Statewide, Latinos are 39 percent of the population but now make up 56 percent of the COVID-19 cases, according to the California Department of Public Health.
Allison Wong, a UCSF medical student and contact tracer who is focusing on the Spanish-speaking patients in San Francisco, said it does not appear parties or protests are major factors. Instead, she said, the bulk of the infections appear to stem from the fact that more people are working and living in environments where it’s difficult to get enough social distance.
“As we’re opening up, a lot more people are going back to work and so we’re seeing a lot more (virus) spread through employment,” Wong said. “This is something I can really speak to that I’ve seen a lot of is houses of people who are working but have many, many people living in a single one-bedroom, one-bath or two-bedroom, one-bath for financial reasons.”
For years, gentrification has been pushing out the Latino population in San Francisco’s Mission District. But, in the last few months, it is COVID-19 that has been attacking the neighborhood, said Mission District activist Roberto Hernandez.
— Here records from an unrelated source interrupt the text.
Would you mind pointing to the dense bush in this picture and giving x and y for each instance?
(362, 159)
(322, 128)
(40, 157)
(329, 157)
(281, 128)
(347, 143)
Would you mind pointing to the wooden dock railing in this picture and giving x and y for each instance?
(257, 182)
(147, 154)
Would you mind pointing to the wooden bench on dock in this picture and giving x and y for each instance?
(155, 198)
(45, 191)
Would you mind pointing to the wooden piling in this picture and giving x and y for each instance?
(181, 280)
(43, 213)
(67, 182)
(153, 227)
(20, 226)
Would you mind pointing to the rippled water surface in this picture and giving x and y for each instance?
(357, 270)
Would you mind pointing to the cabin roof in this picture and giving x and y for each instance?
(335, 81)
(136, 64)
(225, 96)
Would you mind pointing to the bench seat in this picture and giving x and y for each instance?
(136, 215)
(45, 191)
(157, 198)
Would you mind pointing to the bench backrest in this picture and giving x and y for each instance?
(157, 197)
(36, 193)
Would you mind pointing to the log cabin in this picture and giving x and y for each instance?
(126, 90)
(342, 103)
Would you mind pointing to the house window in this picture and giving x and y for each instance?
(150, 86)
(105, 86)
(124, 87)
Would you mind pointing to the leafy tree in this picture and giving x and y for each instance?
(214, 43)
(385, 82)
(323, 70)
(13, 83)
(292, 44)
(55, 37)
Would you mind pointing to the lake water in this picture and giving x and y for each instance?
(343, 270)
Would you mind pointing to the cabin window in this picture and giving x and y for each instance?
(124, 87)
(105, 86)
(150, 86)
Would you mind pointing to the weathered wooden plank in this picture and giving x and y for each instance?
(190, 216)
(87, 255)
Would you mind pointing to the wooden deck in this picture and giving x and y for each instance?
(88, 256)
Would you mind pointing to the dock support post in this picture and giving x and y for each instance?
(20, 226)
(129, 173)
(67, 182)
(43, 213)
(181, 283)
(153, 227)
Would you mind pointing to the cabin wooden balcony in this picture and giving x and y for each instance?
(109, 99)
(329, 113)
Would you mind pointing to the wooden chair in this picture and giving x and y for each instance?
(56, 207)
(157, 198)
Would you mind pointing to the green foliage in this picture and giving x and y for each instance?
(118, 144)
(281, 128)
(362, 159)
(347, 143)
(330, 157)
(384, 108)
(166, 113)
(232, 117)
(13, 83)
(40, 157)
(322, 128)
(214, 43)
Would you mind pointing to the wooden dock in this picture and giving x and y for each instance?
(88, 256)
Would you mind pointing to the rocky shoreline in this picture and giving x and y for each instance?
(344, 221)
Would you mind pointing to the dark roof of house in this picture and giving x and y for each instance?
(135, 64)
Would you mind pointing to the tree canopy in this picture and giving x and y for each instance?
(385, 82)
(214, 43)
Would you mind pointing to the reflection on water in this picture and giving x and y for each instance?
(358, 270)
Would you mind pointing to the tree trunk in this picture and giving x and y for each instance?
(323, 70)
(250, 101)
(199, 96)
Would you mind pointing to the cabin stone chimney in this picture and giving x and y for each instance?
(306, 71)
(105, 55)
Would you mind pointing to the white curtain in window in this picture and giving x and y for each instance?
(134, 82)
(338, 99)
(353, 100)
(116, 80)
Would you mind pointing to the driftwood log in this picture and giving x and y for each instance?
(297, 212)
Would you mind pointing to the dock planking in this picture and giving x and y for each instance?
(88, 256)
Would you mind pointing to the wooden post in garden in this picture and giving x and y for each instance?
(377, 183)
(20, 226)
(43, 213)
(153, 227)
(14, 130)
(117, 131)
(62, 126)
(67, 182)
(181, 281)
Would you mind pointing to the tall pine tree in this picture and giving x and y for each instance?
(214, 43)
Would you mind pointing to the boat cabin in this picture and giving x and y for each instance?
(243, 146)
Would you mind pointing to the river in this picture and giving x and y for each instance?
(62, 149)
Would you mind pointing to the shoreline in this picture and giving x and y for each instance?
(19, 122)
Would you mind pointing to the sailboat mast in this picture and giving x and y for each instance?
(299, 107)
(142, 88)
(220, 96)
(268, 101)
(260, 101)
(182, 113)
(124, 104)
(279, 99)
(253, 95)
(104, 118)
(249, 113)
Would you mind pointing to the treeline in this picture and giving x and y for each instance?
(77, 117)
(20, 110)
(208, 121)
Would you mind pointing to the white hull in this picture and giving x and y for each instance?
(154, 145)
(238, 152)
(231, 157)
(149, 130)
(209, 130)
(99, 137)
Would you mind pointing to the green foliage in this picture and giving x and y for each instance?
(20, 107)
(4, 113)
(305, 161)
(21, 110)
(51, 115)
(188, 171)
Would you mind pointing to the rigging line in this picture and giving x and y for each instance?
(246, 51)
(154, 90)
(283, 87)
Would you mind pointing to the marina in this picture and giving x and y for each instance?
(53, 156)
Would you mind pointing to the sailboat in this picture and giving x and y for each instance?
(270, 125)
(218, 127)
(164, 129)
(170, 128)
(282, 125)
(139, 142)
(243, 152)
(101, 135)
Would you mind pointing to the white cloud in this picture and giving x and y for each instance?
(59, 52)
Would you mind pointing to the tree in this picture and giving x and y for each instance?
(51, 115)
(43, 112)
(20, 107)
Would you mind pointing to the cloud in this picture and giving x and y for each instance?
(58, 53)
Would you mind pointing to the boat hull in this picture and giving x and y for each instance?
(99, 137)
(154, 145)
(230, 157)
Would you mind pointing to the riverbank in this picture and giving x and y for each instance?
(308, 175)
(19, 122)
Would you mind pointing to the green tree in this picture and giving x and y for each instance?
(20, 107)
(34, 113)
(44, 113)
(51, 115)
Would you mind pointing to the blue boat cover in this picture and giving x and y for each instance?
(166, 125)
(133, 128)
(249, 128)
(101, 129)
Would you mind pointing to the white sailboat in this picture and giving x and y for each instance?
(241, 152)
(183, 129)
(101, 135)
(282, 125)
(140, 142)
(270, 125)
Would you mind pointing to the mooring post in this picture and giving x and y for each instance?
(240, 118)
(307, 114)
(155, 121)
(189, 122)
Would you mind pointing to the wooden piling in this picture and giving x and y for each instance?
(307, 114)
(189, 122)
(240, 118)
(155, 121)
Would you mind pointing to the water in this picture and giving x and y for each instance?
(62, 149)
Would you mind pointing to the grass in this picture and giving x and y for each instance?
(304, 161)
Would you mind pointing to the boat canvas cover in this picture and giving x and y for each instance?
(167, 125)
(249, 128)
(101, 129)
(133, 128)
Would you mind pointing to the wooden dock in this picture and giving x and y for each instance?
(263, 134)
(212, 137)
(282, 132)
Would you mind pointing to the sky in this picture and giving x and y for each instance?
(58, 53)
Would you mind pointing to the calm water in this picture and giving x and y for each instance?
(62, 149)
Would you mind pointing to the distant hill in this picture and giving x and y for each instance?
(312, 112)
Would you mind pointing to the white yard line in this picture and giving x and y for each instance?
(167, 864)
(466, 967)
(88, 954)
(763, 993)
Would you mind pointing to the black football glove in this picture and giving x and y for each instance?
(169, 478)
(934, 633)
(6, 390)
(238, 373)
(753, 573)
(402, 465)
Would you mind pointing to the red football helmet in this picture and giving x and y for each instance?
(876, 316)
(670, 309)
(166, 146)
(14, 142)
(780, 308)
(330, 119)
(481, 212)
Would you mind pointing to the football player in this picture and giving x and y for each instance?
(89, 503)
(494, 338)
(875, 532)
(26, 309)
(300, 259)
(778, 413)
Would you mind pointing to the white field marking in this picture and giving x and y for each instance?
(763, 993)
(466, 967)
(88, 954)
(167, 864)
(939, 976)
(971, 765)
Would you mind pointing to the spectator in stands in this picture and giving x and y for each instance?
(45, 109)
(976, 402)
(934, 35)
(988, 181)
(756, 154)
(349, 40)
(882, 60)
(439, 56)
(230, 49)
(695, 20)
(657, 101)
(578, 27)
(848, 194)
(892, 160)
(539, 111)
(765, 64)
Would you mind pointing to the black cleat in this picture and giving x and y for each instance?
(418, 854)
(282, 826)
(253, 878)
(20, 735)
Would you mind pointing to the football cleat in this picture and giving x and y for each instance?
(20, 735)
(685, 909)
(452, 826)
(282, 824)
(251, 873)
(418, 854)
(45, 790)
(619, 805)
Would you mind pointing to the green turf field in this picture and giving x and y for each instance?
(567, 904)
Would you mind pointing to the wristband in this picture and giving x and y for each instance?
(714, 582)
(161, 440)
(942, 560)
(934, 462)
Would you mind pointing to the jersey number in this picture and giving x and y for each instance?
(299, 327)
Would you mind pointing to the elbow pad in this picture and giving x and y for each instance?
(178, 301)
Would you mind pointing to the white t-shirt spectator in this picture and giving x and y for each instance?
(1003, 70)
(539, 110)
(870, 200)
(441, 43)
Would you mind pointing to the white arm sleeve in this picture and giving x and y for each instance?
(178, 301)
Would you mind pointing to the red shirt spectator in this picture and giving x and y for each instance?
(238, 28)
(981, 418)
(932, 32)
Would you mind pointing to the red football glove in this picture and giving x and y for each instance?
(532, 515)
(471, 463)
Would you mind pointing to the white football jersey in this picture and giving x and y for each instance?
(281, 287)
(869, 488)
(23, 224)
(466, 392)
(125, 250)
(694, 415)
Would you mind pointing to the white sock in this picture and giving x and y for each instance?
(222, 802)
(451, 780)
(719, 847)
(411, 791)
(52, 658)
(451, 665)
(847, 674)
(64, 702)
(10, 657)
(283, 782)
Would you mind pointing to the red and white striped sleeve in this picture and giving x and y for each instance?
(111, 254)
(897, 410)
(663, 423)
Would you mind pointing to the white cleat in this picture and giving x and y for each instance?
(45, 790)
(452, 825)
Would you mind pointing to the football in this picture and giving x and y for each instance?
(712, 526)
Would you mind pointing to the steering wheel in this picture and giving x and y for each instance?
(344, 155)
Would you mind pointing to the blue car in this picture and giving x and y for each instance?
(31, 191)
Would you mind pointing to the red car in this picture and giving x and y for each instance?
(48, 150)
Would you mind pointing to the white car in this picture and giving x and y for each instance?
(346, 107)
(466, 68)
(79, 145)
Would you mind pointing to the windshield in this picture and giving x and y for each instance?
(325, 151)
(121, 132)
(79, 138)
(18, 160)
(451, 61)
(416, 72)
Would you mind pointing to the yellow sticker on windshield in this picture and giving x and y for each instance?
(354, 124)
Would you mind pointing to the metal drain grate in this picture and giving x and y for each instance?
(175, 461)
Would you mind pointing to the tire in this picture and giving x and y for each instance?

“Latinos never had the luxury to shelter at home,” Hernandez said. “Grocery stores — who’s the cashier? Who’s stocking the shelves? Who’s in the back rooms? Who are the janitors? It’s Latinos.”
Hernandez runs a volunteer operation called the Mission Food Hub, a new food bank that is helping feed thousands left hungry from the economic crisis. Hernandez said many of his neighbors are having to leave home every day, overexposing themselves to the virus, including one family of 13 who have been living together in one apartment out of economic necessity.
“Out of the 13, seven of them were tested positive but they couldn’t even quarantine because they lived in a two-bedroom house. It’s difficult times,” Hernandez said.
The Mission Food Hub is asking the community for help with donations, which can be provided here at GiveButter.com/6HtzZM
Wong said she is hoping to recruit more Spanish-speaking contact tracers to continue to find out why an increasing number of Latinos are getting infected.